Passava tempo dos meus dias olhando a vitrine, resistente à imaginação mais que à minha querência. Buscava no bolso os trocados para checar se já estavam próximos ao preço do anúncio, mas o certo é que eu tinha que vender mais refrescos, engraxar mais sapatos, economizar bastante e, obviamente, não desanimar ou desistir.


Fiquei feliz quando uma professora me chamou reservadamente e disse que me daria uma bolsa (creio que de estudo), e eu sabia que aquela oportunidade poderia mudar a minha vida e da minha família, porque essas coisas de escola eu sei de cor, dado o ensinamento de minha mãe antes mesmo de eu ir para a escola, e eu não me lembro se falei para ela o que a professora me contou, porque as grandes coisas da vida eram mais fáceis não apenas por influência, mas por perseguição e conquista. Certo é que a bolsa nunca chegou, e aquela mulher não deixou de ser a minha professora por conta de uma promessa não cumprida. E tudo não passou de uma lição para mim. A gente aprende com tudo nesta vida.


Era fim de tarde em Rio Branco, um domingo como de costume. Matinês dos Cines Acre e Rio Branco bombando. Bruce Lee numa tela; Giuliano Gema noutra, e eu, olhando para os preços da vitrine, desistindo da bilheteria por estar mais próximo de realizar o desejo de possuir um sapato novo e bonito, daqueles que o meu amigo Figueiredo conta em seu livro e que me emociona ante a nítida semelhança com estes relatos em certas passagens, não me importando com que roupa os sapatos se ajustariam, ou se acomodariam à pele inteira de cheiro de graxa ou de perfume da Praça da Bandeira de fragrância da Paco Rabanne.

Desenho feito por João Felipe - site VintePila


Tudo estava tão próximo entre a vitrine, os manequins e os sapatos que não percebi que alguém se aproximava, e mesmo de costas para a avenida fitava no sonho como a graxa das mãos sonha com água morna e sabão. Um cheiro de liberdade motivada a impulsionar os homens que apenas sonham em pisar nas calçadas e salas de autoridade com terno e gravata, gente que tem emprego certo, ou embora não o tenha, é indicada, designada a ganhar pão com mais facilidade.  

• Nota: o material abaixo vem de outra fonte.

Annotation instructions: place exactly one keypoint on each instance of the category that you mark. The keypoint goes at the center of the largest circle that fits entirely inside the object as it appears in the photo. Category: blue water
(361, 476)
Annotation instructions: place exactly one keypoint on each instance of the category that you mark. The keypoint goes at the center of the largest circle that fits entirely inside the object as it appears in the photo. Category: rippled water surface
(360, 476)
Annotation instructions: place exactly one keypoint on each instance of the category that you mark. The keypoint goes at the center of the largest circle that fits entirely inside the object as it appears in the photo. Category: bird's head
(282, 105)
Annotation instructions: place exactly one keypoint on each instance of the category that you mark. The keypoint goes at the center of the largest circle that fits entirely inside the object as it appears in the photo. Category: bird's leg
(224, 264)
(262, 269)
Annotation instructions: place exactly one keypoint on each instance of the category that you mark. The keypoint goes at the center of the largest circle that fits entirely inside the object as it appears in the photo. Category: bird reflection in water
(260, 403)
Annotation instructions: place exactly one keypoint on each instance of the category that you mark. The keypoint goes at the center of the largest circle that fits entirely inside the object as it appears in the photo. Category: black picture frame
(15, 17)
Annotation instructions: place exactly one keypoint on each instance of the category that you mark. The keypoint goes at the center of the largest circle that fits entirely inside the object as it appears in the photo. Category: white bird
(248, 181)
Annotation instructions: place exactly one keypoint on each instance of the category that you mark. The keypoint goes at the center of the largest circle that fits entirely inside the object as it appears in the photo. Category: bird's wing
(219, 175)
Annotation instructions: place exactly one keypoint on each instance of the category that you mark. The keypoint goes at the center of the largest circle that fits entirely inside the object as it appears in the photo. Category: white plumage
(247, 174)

Porém, uma pancada certeira na região lombar me tirou o fôlego e as forças de gritar ou chorar, querendo resistir ao solavanco, puxar como um louco o ar que se esvaía, que há pouco tempo representava o meu sonho de adolescente, e me fazia cair ao chão estrebuchando sem fôlego e com dor. Mas por algum instante aquilo foi passando e consegui captar o ar que Deus me deu, respirar forte e me levantar.

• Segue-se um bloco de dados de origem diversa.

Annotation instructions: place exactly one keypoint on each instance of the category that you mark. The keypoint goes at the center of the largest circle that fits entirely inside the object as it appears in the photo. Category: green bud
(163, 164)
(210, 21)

Ainda assim consegui ver o sujeito olhando para mim, já seguindo próximo ao Ceseme. Marginal, filho de uma boa mãe, não teve o mais sublime ensinamento que o da minha, de ser tão estúpido e brutal. Ele eliminou o meu sonho, mas dalguma forma eu não trilhei o mesmo caminho que o dele, que de tênis e bermudas sujos sumiu como um raio para lugar nenhum.


Se por um lado os sapatos nunca me calçaram os pés dada a pouca economia, a não ser por doações de toda sorte e parentesco, como o tio Franco lá do Caçula Bar, em Xapuri, a vida me estendeu um tapete da cor dos sonhos a pisar e a transitar sem calos e com liberdade sem cheiro de Nugget, a mesma que tingia os sapatos de meu pai, esse maestro do qual herdei o tino daquele que se veste e de certa forma engoma os tecidos e ama seus feitos, para como um engraxate sempre perguntar: “Quer que eu engraxe? O senhor vai ficar melhor com o meu trabalho”.